Meeting with Polderland 14.11.2006


  • Peter Beinema
  • Sjur Moshagen


  • since last time
  • questions and answers

Since last time


  • generated new lexicon for north Sami, ready to roll out speller Alpha;
  • creating new type of hyphenator (integrating speller in hyphenator)
  • migrating lexicon generator + test kit to apple


  • included and constrained the use of derivations - the generated data exploded to roughly 20 Gb: -)
  • more work on the PLX data generator


  • finishing the new hyphenation engine
  • drop the next speller version (sme and smj), and the first hyphenator; this will be the official Alpha drop, and should be accompanied with an e-mail stating this.
  • try to provide the first batch of PLX encoded data

Alpha version


Both sme and smj. The sme version will be using the latest, 20Gb lexicon, if possible.

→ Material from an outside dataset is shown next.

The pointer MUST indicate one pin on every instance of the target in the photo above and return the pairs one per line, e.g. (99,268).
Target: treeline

Will use only the limited data delivered to Polderland, and use the fallback algorithm for all words not in the lexicon. It will provide a nice test case for the fallback algorithm: -)

Possible issues


The section on compounding rules are specific to Dutch, but similar rules could be made for Sámi as well, if needed. The Divvun project will try to make use of the existing machinery before extensions are considered.

Next meeting

Next Tuesday (21.11.) at the usual time.


  • continue to improve hyphenation (Sjur and Thomas)
  • continue with speller data generation/conversion (Tomi)
  • get language codes to work with Mac Office 2004 (and check MacOffice 2007) ( Polderland)
  • provide the Divvun project with the PLX format specification (Polderland)
    • done
  • deliver Alpha versions (Polderland)
  • try to find proper compiler version for Adobe Indesign (old version will probably do)